Planting in the rains is favourable for S. humilis and initial survival of S. humilis, is higher under shade.

Seeds storage is orthodox, S. humilis seeds are predicted to survive well for 266 years under optimal storage conditions.

S. humilis is fairly common in tropical dry deciduous forest and savanna, in rough scrub, on rocky hillsides and in cultivated fields from 0-1 200 m altitude.

Direct seeding is a popular method. Stumps of 5 cm of stem, 15 cm of root can be used to raise S. humilis, increasing stump diameter seems a critical factor for survival.

Poison:  The bark and seeds possess a stringent alkaloid, reputed to be very poisonous. The extracts significantly inhibited the growth and feeding of third instar larvae of Tenebrio molitor.

Dry zone mahogany is a suitable candidate for dryland forestation programmes.

Erosion control:  The tree can be planted along valleys to prevent soil erosion.

Apiculture: The faintly fragrant flowers are visited by bees.

Timber:  The heavy timber is used in local carpentry.

Shade or shelter:  Zopilote is a good shade provider.

Medicine:  The seeds of S. humilis are used in traditional medicine to treat chest pains, coughs, cancer and amoebiasis, and for their anthelmintic properties. The tetranortriterpenoids humilinolide A from the S. humilis seeds induces smooth muscle (ileal and uterine) contraction.

Gum or resin:  A colourless gum exudes from the branches and trunk of the dry zone mahogany.

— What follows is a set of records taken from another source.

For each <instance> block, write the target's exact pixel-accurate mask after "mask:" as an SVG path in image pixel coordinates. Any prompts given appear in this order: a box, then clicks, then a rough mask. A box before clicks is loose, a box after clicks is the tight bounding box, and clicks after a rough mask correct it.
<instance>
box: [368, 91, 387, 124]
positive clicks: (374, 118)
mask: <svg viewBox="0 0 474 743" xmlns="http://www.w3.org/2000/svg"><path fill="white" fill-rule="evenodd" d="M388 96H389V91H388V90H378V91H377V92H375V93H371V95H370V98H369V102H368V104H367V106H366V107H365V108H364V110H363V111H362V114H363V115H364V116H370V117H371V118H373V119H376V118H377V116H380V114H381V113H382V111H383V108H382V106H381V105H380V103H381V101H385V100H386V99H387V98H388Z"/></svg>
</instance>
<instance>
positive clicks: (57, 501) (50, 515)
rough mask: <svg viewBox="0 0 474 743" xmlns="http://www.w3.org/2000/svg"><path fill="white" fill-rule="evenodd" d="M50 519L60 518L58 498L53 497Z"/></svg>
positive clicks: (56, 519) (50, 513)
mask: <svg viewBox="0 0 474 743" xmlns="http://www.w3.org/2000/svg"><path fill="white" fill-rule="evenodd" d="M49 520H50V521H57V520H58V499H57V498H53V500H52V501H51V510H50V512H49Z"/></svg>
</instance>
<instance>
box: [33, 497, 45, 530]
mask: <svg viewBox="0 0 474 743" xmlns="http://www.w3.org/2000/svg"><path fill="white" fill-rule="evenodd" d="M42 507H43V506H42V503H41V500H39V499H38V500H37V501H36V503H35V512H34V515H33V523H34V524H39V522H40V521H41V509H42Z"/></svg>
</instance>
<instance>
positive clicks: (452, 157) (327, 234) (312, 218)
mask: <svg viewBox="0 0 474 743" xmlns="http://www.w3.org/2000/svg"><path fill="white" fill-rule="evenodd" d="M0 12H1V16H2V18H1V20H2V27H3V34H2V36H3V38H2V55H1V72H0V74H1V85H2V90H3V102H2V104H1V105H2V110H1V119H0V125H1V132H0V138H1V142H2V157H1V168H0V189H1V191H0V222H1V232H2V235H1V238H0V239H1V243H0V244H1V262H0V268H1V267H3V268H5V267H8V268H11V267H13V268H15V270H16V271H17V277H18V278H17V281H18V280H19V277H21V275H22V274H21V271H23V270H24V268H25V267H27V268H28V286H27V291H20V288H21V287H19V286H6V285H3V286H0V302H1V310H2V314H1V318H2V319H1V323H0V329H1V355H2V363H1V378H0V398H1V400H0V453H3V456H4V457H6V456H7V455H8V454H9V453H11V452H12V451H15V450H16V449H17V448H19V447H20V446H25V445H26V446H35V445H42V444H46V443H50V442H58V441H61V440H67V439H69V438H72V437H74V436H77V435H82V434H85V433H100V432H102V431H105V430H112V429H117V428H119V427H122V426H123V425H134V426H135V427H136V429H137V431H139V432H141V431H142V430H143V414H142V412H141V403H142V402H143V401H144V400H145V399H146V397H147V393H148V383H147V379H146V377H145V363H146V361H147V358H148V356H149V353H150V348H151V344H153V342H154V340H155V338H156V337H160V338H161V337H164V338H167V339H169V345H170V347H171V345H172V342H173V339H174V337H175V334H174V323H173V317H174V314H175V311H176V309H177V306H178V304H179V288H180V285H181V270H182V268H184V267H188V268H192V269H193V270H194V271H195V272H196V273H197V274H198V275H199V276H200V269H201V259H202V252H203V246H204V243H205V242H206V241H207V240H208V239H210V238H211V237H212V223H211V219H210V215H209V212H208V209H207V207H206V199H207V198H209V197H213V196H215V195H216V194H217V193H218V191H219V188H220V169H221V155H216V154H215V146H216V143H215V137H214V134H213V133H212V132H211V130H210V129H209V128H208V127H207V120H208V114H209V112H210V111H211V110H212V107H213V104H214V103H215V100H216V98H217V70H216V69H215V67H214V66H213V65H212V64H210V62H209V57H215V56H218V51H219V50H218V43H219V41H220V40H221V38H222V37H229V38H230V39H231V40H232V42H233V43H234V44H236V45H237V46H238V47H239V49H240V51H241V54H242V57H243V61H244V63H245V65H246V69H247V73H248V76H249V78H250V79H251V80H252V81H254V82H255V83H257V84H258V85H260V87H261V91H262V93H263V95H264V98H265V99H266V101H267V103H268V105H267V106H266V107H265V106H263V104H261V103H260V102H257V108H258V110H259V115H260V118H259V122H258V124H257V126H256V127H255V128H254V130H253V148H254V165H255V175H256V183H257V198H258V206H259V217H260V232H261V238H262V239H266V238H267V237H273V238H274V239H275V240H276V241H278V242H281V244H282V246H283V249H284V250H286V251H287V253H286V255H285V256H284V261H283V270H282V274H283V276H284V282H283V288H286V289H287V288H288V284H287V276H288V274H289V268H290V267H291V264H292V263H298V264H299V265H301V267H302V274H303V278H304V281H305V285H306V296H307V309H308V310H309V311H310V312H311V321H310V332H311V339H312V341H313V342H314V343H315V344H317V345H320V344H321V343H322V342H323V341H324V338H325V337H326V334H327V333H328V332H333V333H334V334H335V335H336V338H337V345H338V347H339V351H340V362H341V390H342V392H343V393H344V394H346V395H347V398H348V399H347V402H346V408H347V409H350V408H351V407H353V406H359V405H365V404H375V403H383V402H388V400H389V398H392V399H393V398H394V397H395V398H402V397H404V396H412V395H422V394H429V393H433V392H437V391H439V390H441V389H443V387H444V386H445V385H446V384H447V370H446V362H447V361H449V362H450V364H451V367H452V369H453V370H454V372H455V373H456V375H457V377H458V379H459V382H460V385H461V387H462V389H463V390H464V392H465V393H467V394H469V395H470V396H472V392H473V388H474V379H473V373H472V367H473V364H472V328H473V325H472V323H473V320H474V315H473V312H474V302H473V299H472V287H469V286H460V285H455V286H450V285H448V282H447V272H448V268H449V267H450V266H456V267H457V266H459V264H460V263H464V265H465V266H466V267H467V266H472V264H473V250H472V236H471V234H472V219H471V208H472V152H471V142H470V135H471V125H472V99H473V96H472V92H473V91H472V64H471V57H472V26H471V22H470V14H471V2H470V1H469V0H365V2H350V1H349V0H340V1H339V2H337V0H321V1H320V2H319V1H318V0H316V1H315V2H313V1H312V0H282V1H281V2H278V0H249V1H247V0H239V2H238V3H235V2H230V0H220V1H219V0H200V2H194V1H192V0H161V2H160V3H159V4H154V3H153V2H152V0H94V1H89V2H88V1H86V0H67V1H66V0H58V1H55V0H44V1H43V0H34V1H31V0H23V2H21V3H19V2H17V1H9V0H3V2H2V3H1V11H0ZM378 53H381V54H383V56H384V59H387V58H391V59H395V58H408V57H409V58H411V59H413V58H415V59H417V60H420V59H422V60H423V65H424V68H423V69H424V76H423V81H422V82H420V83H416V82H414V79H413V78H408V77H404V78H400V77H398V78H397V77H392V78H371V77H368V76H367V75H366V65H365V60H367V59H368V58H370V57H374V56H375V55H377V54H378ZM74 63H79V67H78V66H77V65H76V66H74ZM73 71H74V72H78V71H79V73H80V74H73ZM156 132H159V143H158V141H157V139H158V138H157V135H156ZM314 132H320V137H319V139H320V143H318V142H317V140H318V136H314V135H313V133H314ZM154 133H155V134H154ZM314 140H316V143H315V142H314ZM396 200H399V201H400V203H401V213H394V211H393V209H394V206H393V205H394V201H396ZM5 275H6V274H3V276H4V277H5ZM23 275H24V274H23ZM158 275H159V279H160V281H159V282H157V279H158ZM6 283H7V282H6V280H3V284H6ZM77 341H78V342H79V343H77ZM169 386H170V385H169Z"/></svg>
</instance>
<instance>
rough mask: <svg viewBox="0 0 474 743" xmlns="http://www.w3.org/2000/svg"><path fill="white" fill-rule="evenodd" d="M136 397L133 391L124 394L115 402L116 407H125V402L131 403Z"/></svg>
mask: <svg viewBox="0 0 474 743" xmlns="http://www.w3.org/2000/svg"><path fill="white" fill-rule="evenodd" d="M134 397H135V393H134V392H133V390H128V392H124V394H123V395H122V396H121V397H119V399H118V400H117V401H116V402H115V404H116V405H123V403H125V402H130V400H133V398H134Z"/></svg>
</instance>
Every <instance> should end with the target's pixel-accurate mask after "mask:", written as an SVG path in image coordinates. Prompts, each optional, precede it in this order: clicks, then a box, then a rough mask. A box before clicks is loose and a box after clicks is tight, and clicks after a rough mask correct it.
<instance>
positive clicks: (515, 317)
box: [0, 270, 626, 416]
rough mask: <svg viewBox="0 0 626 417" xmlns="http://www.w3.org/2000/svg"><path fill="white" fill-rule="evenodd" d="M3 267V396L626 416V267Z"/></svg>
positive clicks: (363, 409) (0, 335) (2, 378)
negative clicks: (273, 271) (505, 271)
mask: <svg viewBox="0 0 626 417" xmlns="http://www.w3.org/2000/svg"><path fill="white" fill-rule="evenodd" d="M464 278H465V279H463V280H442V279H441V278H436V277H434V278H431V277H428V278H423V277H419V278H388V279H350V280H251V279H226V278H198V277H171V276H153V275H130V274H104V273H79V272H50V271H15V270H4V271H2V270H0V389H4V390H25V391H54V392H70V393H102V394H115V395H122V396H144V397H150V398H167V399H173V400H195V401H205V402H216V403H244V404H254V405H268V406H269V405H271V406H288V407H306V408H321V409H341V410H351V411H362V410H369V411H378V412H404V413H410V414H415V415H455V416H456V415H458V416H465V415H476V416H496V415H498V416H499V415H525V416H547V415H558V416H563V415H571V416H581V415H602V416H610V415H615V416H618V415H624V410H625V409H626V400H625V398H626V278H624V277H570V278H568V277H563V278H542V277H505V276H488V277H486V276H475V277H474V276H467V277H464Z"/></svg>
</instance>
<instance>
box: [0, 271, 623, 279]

Ornamental:  The tree is aesthetically enhancing.

Soil improver:  Leaf litter from S. humilis enhances soil fertility.

Intercropping:  Can be planted in farm systems or plantations as an agroforestry tree. Allelopathic effects are noted for humilinolide A and C (from the seeds), they significantly inhibited radicle elongation in Amaranthus hypochondriacus and Echinochloa crus-galli.